Simultaneously, to prevent ‘bad’ or error-laden data from entering the infrastructure, EDFacts has installed different ‘hard bordering’ mechanisms (EDFacts, n.d., Maximizing EDFacts data quality: 4). These include different stages of automated (technical) and human error management process to ensure submitted data are aligned to a (constantly growing) number of standards and business rules. Error reports are created on the basis of these business rules, which then automatically prevent incorrect data from entering the next stage of the infrastructure. Errors may include format and validation errors, submission errors, or match errors, but this also applies to data which are inconsistently reported, unreported or misreported (EDFacts, n.d., Maximizing EDFacts data quality: 4). In the case of errors, SEAs are required to correct, comment on or explain data anomalies via the Data Management System (DMS), with the DMS intended to function as a real-time online communication tool between state and federal EDFacts professionals (U.S. Department of Education, 2016). Taken collectively, these processes reflect the clear presence of ‘aesthetic practices’ (Ratner and Ruppert, 2019), whereby data are purged of ‘inconsistencies, differences and uncertainties’ (2). While this might be interpreted as expressing at least some concern for overall accuracy, we would contest that the objective ‘truth’ of the data – that is, its alignment with the schools and schooling practices they seek to represent – is perhaps less significant to these shadow professionals than ensuring the data they handle comport with the rules and uses of EDFacts. In other words, the data fidelity that matters most is to the EDFacts business rules, rather than focusing on whether the data meaningfully depict the ‘reality’ facing teachers and students, nor (for that matter) whether these data are even useful to teaching and learning.

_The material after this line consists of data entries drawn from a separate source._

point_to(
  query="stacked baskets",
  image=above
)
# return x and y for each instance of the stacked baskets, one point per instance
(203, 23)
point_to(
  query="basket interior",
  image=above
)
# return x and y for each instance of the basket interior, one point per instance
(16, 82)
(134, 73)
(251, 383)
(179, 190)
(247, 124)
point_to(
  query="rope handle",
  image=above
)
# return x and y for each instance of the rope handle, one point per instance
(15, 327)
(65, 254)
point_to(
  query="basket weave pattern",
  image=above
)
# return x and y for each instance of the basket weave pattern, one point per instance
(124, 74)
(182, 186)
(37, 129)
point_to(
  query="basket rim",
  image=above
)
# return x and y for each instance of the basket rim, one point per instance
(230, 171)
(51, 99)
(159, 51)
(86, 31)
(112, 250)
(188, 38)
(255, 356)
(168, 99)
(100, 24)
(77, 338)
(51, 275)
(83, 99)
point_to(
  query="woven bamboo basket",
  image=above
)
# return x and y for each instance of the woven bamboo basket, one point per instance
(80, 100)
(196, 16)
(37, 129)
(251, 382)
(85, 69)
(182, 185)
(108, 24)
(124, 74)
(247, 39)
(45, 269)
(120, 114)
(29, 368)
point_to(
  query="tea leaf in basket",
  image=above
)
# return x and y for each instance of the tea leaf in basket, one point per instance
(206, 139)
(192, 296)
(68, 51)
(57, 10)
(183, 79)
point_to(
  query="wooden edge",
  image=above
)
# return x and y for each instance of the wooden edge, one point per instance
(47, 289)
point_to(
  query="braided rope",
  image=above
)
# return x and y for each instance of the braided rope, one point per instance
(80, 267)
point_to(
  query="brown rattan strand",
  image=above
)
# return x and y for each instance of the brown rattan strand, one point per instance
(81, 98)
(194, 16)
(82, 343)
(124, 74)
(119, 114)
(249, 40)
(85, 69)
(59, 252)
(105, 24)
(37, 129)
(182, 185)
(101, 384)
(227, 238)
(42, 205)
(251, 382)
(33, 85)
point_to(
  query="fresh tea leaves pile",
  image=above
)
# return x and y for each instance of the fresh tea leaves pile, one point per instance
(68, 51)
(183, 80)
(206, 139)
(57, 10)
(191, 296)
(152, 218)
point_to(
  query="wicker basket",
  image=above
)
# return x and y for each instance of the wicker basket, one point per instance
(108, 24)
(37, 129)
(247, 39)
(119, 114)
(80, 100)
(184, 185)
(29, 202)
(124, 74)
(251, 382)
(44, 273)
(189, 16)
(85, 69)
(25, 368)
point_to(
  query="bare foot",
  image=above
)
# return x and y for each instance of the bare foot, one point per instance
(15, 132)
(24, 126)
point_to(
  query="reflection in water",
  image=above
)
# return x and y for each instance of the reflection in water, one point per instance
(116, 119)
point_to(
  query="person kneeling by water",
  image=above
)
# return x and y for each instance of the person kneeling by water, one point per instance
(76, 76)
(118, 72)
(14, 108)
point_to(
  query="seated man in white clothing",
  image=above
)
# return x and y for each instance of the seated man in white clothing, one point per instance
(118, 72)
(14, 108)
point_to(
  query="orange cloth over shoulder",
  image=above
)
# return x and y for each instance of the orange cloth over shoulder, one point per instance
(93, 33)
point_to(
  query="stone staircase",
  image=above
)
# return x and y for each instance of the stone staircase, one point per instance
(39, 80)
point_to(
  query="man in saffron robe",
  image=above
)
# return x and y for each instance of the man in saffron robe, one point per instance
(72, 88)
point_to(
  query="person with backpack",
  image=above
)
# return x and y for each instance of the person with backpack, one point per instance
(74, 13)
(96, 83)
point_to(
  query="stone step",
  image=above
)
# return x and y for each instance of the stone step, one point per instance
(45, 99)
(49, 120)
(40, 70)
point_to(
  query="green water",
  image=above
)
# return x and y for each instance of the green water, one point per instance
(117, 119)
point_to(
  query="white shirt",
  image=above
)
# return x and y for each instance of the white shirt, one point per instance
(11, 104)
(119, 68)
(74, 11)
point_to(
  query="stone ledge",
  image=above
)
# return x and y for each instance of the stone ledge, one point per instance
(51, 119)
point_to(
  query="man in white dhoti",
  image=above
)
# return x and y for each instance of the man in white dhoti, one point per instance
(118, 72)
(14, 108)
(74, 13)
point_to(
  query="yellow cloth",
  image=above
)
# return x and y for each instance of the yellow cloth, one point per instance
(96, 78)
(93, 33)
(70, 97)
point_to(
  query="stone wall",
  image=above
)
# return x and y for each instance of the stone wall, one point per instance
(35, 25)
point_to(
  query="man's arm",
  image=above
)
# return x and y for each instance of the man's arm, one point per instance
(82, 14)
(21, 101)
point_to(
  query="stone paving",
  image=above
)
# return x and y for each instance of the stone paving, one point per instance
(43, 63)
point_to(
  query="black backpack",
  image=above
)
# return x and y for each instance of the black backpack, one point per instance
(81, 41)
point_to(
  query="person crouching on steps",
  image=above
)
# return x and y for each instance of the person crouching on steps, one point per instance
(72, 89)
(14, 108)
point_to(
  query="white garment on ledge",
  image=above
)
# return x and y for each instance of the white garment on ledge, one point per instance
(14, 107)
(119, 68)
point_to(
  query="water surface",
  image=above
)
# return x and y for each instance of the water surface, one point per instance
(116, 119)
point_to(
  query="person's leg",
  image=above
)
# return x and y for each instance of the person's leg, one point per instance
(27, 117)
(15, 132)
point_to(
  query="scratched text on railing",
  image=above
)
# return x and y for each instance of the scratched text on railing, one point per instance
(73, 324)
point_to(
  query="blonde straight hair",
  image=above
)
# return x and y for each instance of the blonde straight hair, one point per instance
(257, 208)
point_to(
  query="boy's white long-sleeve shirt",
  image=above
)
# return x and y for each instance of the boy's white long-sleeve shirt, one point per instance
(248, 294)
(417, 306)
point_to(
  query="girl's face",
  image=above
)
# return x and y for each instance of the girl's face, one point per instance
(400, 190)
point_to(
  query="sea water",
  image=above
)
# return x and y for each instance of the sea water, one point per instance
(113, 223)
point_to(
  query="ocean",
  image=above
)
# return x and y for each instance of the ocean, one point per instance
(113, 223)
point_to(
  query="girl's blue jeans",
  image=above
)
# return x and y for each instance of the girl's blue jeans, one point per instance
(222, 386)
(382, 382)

Finally, we cannot over-emphasise just how extensive the process of datafication is within EDFacts. Indeed, there is literally no data activity in EDFacts that is not documented or reported in some way. EDFacts hereby reflects how the attention of all participating actors is increasingly shifted towards generating data about data. This not only includes the state data submission plans, but also the enormous tracking lists that document the actions taken by the various state and the federal departments (and their EDFacts-related actors). These notionally inform the ongoing ‘data quality strategy cycles’ (EDFacts, n.d., Maximizing EDFacts data quality: 5), each of which is (again) followed by new regulations, standards and business rules. In sum, these second-order activities constantly (re)enact the flow-ability of data (i.e. topological continuities), while simultaneously supplementing these data with further (documentary or regulation) data; seemingly, data beget more data, ad infinitum. Non-aligned or ‘cracked’ spots (i.e. topological discontinuities) in the infrastructure are thus not only continuously identified, but they are also ‘fixed’ by adding further regulations, with these activities subsequently fed-back into EDFacts. At the same time, each regulation, once created, cannot be undone but only further updated and refined within the infrastructure. Put differently, even though the infrastructure is constantly changing, or ‘deforming’ in topological parlance (as it acquires ever-more data, new business rules, new standards etc.), the function of the infrastructure remains constant; that is, as a repository of data, and a means of knowing the various systems that contribute to holding EDFacts together. Topologically speaking, these constant shifts in form (i.e. deformations) do not change the function of the infrastructure, but suggest how mutable topological spaces and relations challenge the more traditional territorial spaces of school education agencies, schooling districts and classrooms (i.e. people and places).